How large investors are ruining the housing market
The housing market is the least affordable it’s been in decades and politicians are looking for someone to blame. The latest target is large investors.
While some large investors are negatively impacting our local Huntsville market, the problems go way beyond this. Lack of housing supply from tightening lending standards from the great recession, deficit spending spurring massive inflation, and the Fed keeping interest rates too low for too long have been the primary drivers of our current housing crisis.
The last item, the Fed keeping interest rates low for too long has helped large investors make some bad decisions that we’re all now having to live with in Huntsville. With cheap money available, apartment syndications and build to rent communities have exploded in our market. On the last 3 miles of my commute, I passed over a dozen of these projects.
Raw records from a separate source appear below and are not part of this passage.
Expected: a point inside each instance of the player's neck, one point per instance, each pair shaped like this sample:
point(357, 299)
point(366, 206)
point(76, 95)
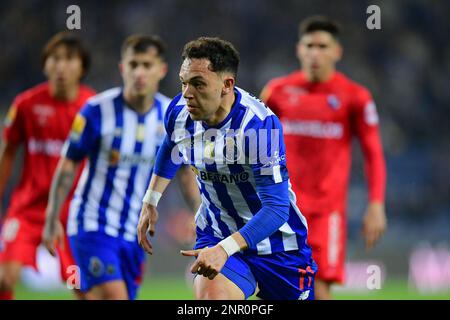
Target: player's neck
point(68, 93)
point(141, 104)
point(223, 111)
point(319, 78)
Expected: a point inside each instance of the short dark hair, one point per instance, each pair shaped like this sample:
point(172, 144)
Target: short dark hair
point(140, 43)
point(320, 23)
point(222, 54)
point(72, 43)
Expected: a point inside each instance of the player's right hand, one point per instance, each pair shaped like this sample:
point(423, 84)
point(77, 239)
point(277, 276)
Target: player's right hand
point(53, 235)
point(146, 226)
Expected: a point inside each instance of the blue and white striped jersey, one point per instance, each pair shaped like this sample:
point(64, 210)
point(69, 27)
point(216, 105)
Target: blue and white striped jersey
point(228, 184)
point(121, 146)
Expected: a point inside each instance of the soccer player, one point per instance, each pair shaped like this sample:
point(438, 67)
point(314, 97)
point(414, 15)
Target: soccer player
point(249, 229)
point(321, 110)
point(40, 119)
point(119, 131)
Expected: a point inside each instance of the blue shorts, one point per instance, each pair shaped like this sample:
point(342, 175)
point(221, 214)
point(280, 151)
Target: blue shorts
point(102, 258)
point(279, 276)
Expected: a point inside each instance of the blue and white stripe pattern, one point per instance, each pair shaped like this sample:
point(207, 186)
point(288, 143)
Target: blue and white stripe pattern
point(121, 146)
point(229, 190)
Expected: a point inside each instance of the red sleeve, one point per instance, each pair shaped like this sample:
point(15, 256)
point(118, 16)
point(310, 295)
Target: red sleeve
point(14, 130)
point(267, 96)
point(367, 130)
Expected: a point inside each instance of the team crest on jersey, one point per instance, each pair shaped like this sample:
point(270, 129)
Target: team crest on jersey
point(231, 151)
point(304, 295)
point(208, 150)
point(96, 267)
point(11, 116)
point(114, 157)
point(78, 125)
point(140, 133)
point(43, 112)
point(333, 102)
point(370, 113)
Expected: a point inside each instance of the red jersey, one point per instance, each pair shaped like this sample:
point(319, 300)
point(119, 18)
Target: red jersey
point(42, 123)
point(319, 120)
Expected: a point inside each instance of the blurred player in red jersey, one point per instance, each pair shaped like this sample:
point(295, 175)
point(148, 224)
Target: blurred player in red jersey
point(40, 118)
point(321, 109)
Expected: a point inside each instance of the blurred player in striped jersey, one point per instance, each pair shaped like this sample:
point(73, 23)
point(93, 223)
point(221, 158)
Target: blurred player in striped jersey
point(40, 118)
point(119, 131)
point(321, 110)
point(249, 230)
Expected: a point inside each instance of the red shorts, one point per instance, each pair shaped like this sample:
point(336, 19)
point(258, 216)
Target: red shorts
point(19, 240)
point(327, 234)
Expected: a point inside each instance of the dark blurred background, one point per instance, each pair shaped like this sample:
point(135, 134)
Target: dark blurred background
point(406, 66)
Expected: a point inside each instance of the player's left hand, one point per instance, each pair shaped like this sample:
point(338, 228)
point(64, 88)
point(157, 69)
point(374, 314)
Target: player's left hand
point(52, 235)
point(209, 260)
point(374, 223)
point(146, 226)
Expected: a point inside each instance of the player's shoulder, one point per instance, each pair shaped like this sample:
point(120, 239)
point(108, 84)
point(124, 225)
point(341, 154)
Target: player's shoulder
point(31, 95)
point(257, 114)
point(176, 105)
point(87, 91)
point(356, 89)
point(176, 112)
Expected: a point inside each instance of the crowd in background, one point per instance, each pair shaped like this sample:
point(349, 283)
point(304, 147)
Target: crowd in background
point(406, 66)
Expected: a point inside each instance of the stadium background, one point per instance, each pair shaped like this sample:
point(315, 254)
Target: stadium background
point(406, 65)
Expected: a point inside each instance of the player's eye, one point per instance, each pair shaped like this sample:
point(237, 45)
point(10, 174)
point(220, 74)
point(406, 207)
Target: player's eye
point(198, 85)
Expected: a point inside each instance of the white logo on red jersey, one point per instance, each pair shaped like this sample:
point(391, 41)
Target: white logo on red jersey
point(43, 112)
point(370, 113)
point(314, 128)
point(46, 147)
point(294, 93)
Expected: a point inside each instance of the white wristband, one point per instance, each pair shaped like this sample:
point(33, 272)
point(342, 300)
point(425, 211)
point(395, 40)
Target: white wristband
point(230, 246)
point(152, 197)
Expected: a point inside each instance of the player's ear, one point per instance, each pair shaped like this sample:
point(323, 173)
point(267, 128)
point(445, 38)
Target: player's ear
point(121, 68)
point(297, 49)
point(339, 52)
point(228, 84)
point(163, 70)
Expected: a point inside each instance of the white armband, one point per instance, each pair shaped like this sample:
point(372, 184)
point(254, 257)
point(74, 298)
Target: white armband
point(230, 246)
point(152, 197)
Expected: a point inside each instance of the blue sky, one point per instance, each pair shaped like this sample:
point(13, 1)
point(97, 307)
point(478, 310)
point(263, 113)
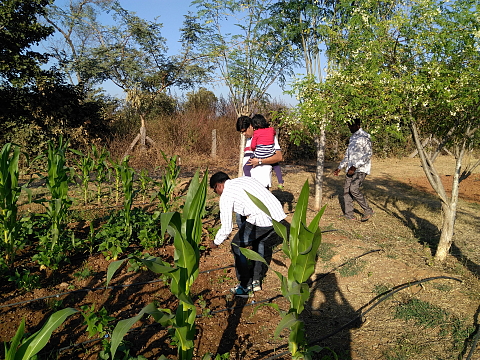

The other thing that has happened is Wall Street getting involved on main street in buying up single family homes. There’s always been a percentage of homes that investors have purchased. Recently that number has increased from 18% to 25% and that extra 7% affected first time home buyers during the covid years.
We’ve got to slow this trend down to help protect the middle class and the American Dream. Homeowners on average have a 40X net worth vs renters – $396,200 vs $10,400. We’ve got to stop the homeownership decline and #RenterNation.
Real Estate Investing can be a positive thing. Investors helped stabilize the market during the great recession, rehab homes and help fund a lot of the growth in our area.
So how do we solve this?
In my opinion, a great place to start would be to offer a tax incentive to real estate investors to sell their inventory to first time home buyers. The majority of homes are still owned by small investors, so the biggest short term impact would be to target these homeowners.
Long term, we’re going to need to keep an eye on wall street’s single family home buying and potentially limit their purchases and also out of state purchasers, so that we don’t all end up renting from a hedge fund someday.